The 2021 data “marks a new milestone in that decadeslong trend,” Fry found.
25% of U.S. 40-year-olds have never been married. That's a historic first. The previous historical high point was 1910 when 16% of U.S. 40-year-olds had never been married. https://t.co/XaJqvy7Q3c pic.twitter.com/nYfw47UsbE
— Richard Fry (@r_fry1) June 28, 2023
Census Bureau data showed that while many unmarried 40-year-olds cohabitated with a romantic partner, most were on their own. In 2022, 22 percent of adults between the ages of 40 and 44 who had never been married were cohabiting.
The percentage of 40-year-olds in 2021 who had never tied the knot differed by demographic, Fry found. Men were more likely than women to have never married, as were black 40-year-olds, compared to Hispanics, whites, and Asians of the same age.
Forty-year-olds without four-year college degrees were also more likely than those with bachelor’s degrees or higher to be unmarried.
“One-third of those with a high school diploma or less had never married, compared with 26 percent of those with some college education and 18 percent of those with a bachelor’s degree or more education,” according to the analysis.

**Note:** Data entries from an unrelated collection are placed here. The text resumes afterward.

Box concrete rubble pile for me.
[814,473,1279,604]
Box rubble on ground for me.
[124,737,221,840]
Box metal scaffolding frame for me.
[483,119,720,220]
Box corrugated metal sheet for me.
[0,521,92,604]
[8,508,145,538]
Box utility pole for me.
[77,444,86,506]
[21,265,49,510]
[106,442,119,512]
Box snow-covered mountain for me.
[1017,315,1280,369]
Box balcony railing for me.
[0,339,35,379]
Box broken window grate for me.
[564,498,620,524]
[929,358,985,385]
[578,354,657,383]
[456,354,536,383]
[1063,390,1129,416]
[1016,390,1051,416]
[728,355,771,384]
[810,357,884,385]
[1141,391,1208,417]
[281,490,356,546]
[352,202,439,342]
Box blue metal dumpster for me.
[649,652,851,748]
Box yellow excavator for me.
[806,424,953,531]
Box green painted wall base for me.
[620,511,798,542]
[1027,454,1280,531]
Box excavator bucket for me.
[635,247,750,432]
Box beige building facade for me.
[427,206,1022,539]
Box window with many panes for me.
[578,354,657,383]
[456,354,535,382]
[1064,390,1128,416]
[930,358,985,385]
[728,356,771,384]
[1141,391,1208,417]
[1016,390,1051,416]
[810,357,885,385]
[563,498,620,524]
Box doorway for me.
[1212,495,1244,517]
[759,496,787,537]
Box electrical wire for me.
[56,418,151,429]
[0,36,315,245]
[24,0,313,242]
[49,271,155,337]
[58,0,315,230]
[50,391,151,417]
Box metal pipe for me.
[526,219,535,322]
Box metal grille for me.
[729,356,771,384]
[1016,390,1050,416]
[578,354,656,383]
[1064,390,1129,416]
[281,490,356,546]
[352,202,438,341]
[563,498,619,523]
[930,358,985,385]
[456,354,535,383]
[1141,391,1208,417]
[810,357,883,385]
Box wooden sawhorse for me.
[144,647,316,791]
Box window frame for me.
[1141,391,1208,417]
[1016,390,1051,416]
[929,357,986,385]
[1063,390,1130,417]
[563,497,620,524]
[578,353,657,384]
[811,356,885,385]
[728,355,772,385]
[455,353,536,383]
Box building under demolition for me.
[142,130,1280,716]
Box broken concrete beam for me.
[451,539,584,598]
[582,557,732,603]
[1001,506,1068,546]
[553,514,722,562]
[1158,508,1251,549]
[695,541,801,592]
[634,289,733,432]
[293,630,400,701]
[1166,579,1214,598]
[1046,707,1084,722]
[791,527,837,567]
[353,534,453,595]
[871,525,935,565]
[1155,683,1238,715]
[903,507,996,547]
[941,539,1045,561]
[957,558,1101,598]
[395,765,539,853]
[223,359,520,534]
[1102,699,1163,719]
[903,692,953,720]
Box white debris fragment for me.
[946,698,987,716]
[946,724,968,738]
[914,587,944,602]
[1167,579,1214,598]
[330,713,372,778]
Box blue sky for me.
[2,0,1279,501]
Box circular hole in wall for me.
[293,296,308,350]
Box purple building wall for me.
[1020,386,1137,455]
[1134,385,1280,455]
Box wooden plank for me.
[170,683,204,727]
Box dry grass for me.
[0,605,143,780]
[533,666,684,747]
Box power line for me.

In 2021, Black 40-year-olds were much more likely to have never married compared with Hispanic, White and Asian 40-year-olds. https://t.co/I4JxIBkenr pic.twitter.com/gG36hnl2SF
— Pew Research Center (@pewresearch) June 29, 2023
Fry wrote that the overall decline in the percentage of 40-year-olds who have said “I do” is “especially notable” because the share of 40-year-olds who have at least a bachelor’s degree was much higher in 2021 than in 1980, 39 percent to 18 percent. Even so, 40-year-olds with more education are more likely to be married, but the growth of this demographic “has not reversed the overall trend of delaying or forgoing marriage,” Fry wrote.
“To be sure, we can’t assume that if someone has not married by age 40, they never will,” Fry concluded. “In fact, about one-in-four 40-year-olds who had not married in 2001 had done so by age 60. If that pattern holds, a similar share of today’s never-married 40-year-olds will marry in the coming decades.”